La povertà è stata abolita ma i poveri non lo sanno

di Daniele Dell'Orco
27 Maggio 2019

Innanzitutto, lo stile. A parte l’sms inviato a Matteo Salvini di “sincere congratulazioni” di Di Maio, che sarebbe fino a prova contraria il vicepremier di questo Paese, oltre a rassicurarci sulla sua incolumità fisica non ha ancora fatto (o detto) altro. Segno evidente di una sconfitta non solo cocente, ma addirittura disarmante se nemmeno grazie alla loro proverbiale fantasia siano riusciti a tirar fuori qualche strampalata lettura del voto capace di premiarli. Niente più crescita rispetto al passato, niente più primo partito d’Italia (e nemmeno secondo), niente di niente. Nemmeno la capacità di metterci la faccia, quella che fino a poche settimane fa sogghignava nel gesto di abolire la povertà.

Già, peccato che la povertà sia tutt’altro che abolita. Il Reddito di cittadinanza, la grande rivoluzione sociale della Terza Repubblica, ha avuto il merito di creare situazioni grottesche, assegni al limite dell’insulto, rifiuti in quantità e un buco da 23 miliardi di euro. Sebbene orologio alla mano Di Maio abbia spinto per far stampare di notte le prepagate pur di proiettare più persone possibile al Postamat più vicino prima delle elezioni, i poveri sono stati tutt’altro che aboliti. E gli hanno fatto maramèo.

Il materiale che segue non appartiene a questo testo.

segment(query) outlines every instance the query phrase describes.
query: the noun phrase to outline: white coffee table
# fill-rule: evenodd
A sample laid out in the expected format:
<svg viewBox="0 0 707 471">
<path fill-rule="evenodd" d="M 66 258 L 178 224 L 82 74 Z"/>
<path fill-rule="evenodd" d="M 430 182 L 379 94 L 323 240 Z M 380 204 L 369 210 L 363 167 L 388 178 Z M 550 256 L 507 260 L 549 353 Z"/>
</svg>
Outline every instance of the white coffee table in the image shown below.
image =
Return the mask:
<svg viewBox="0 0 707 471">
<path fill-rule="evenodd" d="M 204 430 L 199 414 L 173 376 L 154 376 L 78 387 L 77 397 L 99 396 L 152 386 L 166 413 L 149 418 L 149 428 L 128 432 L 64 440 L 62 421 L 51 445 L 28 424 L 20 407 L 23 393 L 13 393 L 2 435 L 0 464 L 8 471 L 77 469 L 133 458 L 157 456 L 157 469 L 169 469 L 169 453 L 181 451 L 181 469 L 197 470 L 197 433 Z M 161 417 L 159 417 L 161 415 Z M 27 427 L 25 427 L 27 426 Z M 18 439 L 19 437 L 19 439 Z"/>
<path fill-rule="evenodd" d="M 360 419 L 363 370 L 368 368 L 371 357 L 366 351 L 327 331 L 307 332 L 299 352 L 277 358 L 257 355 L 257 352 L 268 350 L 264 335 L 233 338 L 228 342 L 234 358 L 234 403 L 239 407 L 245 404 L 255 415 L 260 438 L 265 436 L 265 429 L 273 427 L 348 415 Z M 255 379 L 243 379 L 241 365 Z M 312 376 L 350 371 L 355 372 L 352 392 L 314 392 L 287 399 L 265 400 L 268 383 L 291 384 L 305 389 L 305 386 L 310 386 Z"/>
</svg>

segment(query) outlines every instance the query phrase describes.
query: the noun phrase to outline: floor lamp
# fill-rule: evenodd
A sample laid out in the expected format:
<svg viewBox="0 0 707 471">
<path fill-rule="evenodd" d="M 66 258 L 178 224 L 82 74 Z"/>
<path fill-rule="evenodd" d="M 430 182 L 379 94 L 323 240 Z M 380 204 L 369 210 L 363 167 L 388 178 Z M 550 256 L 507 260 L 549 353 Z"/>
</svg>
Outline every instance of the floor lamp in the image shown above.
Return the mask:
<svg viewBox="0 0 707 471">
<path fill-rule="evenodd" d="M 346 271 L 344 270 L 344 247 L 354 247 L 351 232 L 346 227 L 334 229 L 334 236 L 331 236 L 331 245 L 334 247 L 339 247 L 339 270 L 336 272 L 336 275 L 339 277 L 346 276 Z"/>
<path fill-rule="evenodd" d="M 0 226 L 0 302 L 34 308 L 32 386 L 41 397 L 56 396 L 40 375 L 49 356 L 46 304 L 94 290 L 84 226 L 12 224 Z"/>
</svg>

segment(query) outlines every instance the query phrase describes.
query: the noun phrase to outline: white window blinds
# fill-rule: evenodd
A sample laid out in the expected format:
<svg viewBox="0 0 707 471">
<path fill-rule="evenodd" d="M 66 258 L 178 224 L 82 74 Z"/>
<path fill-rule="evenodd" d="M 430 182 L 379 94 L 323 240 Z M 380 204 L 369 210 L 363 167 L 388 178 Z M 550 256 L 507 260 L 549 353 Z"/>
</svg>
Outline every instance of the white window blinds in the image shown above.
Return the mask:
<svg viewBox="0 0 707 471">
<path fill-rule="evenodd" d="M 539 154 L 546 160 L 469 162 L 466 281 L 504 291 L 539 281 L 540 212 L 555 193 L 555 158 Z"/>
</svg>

Il tema è: dopo mesi e anni di crescita, dopo la possibilità di formare un governo a trazione grillina con l’espressione diretta persino del Presidente del Consiglio, dopo aver preso in mano due dei ministeri più importanti del Paese, dopo aver fatto approvare il reddito di cittadinanza, a cos’altro vorrebbero aspirare prima di poter ammettere che come forza di governo non funzionano?

È difficile da credere, ma qualcuno dovrà pur spiegare a Di Maio che la sua narrazione politica degli ultimi 6 anni, e quindi di tutta la sua vita politica, sia stata solo un’illusione.

Che fare ora? Lo schema tattico post-contratto di governo ha dimostrato che il Movimento sta perdendo. Far saltare il banco, di contro, significherebbe per almeno la metà dei parlamentari l’impossibilità pratica di essere rieletti (vuoi per il rispetto del vincolo di doppio mandato, vuoi per la contrazione del numero dei seggi). L’unica soluzione possibile sarebbe quella di far saltare qualche testa, in primis quella di Di Maio, e riposizionarsi come stampella di un “governo Salvini”, che diventerebbe in tal caso il responsabile principale di tutte le politiche lacrime e sangue che verosimilmente sarà obbligatorio mettere in campo da qui a fine anno.

Poi, nel 2020, ricominciare a sbraitare.